In February, Cleland gave the state a timeline and an ultimatum: Bring the law into compliance with the Constitution or the court would rule large portions of it unenforceable. The original deadline for the state and attorneys for the plaintiffs to file their initial proposals was March 13.
“The plaintiffs’ lawyers are pleased with the balance and fairness of the Court’s interim order,” Paul Reingold of the University of Michigan Law School Clinical Law Program and a lead attorney on the case said in an email. “The state will get the delay it needs—due to the COVID-19 crisis—before entry of a final judgment. At the same time the plaintiff class will be spared the impossible situation of having to stay at home under state and federal health directives while also being compelled to report in person (often within three days) under state law.”

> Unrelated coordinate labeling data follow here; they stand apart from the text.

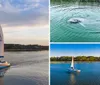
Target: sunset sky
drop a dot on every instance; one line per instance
(75, 50)
(25, 21)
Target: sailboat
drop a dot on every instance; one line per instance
(3, 64)
(72, 69)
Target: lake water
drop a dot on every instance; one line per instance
(89, 75)
(27, 68)
(88, 30)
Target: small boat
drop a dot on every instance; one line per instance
(72, 69)
(3, 64)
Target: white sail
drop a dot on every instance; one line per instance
(1, 43)
(72, 64)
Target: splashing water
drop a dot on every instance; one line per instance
(75, 23)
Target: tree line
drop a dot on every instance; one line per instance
(19, 47)
(77, 58)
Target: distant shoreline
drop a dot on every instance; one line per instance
(20, 47)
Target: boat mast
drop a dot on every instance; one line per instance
(72, 64)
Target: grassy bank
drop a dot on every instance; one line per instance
(19, 47)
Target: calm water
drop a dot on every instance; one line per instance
(28, 68)
(89, 75)
(64, 31)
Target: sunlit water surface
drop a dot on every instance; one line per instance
(27, 68)
(89, 75)
(88, 30)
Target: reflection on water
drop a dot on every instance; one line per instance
(1, 81)
(89, 75)
(2, 73)
(85, 31)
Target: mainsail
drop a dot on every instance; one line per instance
(72, 64)
(1, 43)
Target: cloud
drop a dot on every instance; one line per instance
(25, 21)
(23, 12)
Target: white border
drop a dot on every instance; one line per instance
(74, 42)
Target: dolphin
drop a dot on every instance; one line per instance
(77, 21)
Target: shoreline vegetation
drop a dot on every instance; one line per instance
(20, 47)
(77, 58)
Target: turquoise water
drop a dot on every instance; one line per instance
(88, 30)
(89, 75)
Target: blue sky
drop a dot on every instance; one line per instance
(25, 21)
(75, 49)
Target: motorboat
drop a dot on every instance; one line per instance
(72, 69)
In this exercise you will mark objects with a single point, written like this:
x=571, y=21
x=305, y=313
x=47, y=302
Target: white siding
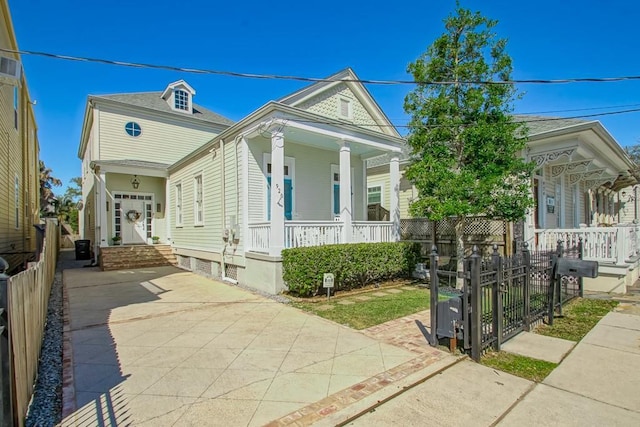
x=312, y=190
x=327, y=103
x=208, y=236
x=380, y=175
x=161, y=140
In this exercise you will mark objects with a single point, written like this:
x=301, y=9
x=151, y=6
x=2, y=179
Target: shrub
x=354, y=265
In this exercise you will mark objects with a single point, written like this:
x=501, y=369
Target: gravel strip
x=46, y=404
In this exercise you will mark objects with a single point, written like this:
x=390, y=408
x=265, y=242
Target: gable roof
x=154, y=101
x=346, y=76
x=544, y=124
x=179, y=83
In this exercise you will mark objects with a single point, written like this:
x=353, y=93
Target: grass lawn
x=520, y=366
x=580, y=316
x=377, y=310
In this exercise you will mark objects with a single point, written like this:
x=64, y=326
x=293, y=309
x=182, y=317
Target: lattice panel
x=184, y=262
x=231, y=271
x=203, y=266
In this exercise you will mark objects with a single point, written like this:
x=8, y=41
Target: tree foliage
x=464, y=143
x=47, y=197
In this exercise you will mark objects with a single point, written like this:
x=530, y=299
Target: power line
x=314, y=79
x=539, y=119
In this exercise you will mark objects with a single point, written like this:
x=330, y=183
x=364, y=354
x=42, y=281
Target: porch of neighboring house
x=581, y=197
x=308, y=188
x=131, y=211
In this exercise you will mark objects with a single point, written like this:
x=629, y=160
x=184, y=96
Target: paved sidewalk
x=162, y=346
x=598, y=383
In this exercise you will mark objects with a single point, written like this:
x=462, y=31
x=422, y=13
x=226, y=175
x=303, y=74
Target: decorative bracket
x=577, y=177
x=541, y=159
x=557, y=170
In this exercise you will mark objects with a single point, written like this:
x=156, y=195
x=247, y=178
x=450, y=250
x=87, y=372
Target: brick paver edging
x=68, y=387
x=338, y=401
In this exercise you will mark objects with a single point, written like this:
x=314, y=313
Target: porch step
x=136, y=256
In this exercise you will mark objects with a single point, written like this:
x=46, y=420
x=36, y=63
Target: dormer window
x=179, y=95
x=345, y=108
x=181, y=99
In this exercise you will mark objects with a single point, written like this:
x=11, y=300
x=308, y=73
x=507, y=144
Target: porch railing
x=260, y=236
x=318, y=233
x=312, y=233
x=372, y=231
x=605, y=244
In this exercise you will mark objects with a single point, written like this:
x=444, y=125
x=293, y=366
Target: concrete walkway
x=598, y=383
x=163, y=346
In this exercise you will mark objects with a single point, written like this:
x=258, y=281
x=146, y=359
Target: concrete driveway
x=163, y=346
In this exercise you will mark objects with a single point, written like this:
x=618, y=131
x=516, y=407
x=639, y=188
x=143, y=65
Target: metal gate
x=501, y=297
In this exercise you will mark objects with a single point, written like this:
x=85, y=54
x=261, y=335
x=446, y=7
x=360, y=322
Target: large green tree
x=464, y=142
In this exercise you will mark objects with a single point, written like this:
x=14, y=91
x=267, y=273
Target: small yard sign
x=327, y=282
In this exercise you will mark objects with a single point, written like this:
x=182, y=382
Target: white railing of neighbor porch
x=605, y=244
x=372, y=231
x=259, y=236
x=312, y=233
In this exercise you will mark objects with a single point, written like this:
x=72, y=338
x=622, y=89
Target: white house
x=128, y=142
x=582, y=186
x=292, y=173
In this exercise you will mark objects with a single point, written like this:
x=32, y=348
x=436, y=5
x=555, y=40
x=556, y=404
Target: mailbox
x=449, y=312
x=577, y=268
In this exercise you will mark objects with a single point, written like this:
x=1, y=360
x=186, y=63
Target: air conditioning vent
x=10, y=68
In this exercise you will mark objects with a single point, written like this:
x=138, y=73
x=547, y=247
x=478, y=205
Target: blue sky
x=548, y=39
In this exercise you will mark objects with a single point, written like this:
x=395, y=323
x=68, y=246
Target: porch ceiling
x=325, y=142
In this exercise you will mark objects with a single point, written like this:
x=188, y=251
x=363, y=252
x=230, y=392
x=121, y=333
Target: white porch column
x=104, y=238
x=167, y=209
x=394, y=203
x=277, y=193
x=346, y=210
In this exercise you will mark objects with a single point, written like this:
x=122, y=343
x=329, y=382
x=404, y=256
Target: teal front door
x=288, y=198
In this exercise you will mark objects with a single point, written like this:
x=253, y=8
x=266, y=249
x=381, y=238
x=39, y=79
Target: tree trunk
x=459, y=228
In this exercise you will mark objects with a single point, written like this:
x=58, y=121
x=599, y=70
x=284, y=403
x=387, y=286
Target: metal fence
x=501, y=296
x=24, y=299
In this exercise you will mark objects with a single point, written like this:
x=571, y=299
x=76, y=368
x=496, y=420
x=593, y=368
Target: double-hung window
x=181, y=100
x=374, y=195
x=178, y=204
x=198, y=205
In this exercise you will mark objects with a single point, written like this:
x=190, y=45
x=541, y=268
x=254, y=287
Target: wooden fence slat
x=28, y=298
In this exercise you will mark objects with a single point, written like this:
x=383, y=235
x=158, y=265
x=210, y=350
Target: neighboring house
x=127, y=143
x=19, y=168
x=582, y=187
x=290, y=174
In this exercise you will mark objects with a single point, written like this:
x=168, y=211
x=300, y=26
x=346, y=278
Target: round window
x=133, y=129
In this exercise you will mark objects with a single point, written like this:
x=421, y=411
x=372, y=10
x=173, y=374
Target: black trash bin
x=83, y=249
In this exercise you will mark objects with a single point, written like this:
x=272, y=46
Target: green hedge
x=354, y=265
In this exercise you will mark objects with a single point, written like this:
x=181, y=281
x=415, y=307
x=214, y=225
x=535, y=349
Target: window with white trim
x=345, y=108
x=178, y=204
x=17, y=200
x=181, y=99
x=198, y=205
x=374, y=195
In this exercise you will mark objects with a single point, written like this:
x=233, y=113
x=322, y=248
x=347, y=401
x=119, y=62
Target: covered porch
x=584, y=191
x=308, y=183
x=130, y=202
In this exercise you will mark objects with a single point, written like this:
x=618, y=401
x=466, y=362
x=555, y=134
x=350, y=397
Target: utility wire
x=314, y=79
x=533, y=120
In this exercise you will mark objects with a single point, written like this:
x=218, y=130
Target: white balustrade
x=318, y=233
x=312, y=233
x=372, y=231
x=604, y=244
x=259, y=236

Reingold added that Cleland’s order will also protect Michigan’s registrants from future arrest for being unable to comply with the state’s in-person reporting requirements in the face of police department closures.
“This interim order protects the rights of registrants and the health and safety of all of us during this public health crisis,” ACLU of Michigan senior staff attorney Miriam Aukerman said.
“Once the current crisis is over, we will need legislative reform to fix our broken registration system,” she added. “But right now what we need is for everyone, including registrants, to stay home and follow public health protocols.”
That legislative reform has been a long time coming. In 2015, Cleland ruled that many parts of the current law are unconstitutional and in 2016, the Sixth Circuit Court of Appeals ruled that it was unconstitutional to retroactively apply new, stricter conditions to people with past convictions. After that ruling, the state decided to interpret the decision as applying only to the six anonymous co-plaintiffs in the case.
The plaintiffs’ filed a second suit in 2016 to force the state to apply the ruling to Michigan’s entire registry, the fourth largest in the country with nearly 44,000 people with past sex offense convictions on its rolls. As of 2018, Michigan had the highest per-capita registration rate in the United States. In May, Cleland paused that lawsuit to give the state 90 days to pass a new law that meets constitutional muster. That deadline came and went with no state action, leading to Cleland’s February ruling that set the March 13 deadline.
Ryan Jarvi, press secretary for state Attorney General Dana Nessel, told The Appeal that due to a “conflict wall” within the attorney general’s office “we are not commenting on the court’s recent decision regarding the Sex Offender Registry Act,” and referred The Appeal to “our client agency, the Michigan State Police.”
According to state police spokesperson Shanon Banner via email: “All of the notifications required of us in Judge Cleland’s order have been fulfilled as of noon today (April 7). We are in full compliance with the Interim Order and Injunction.”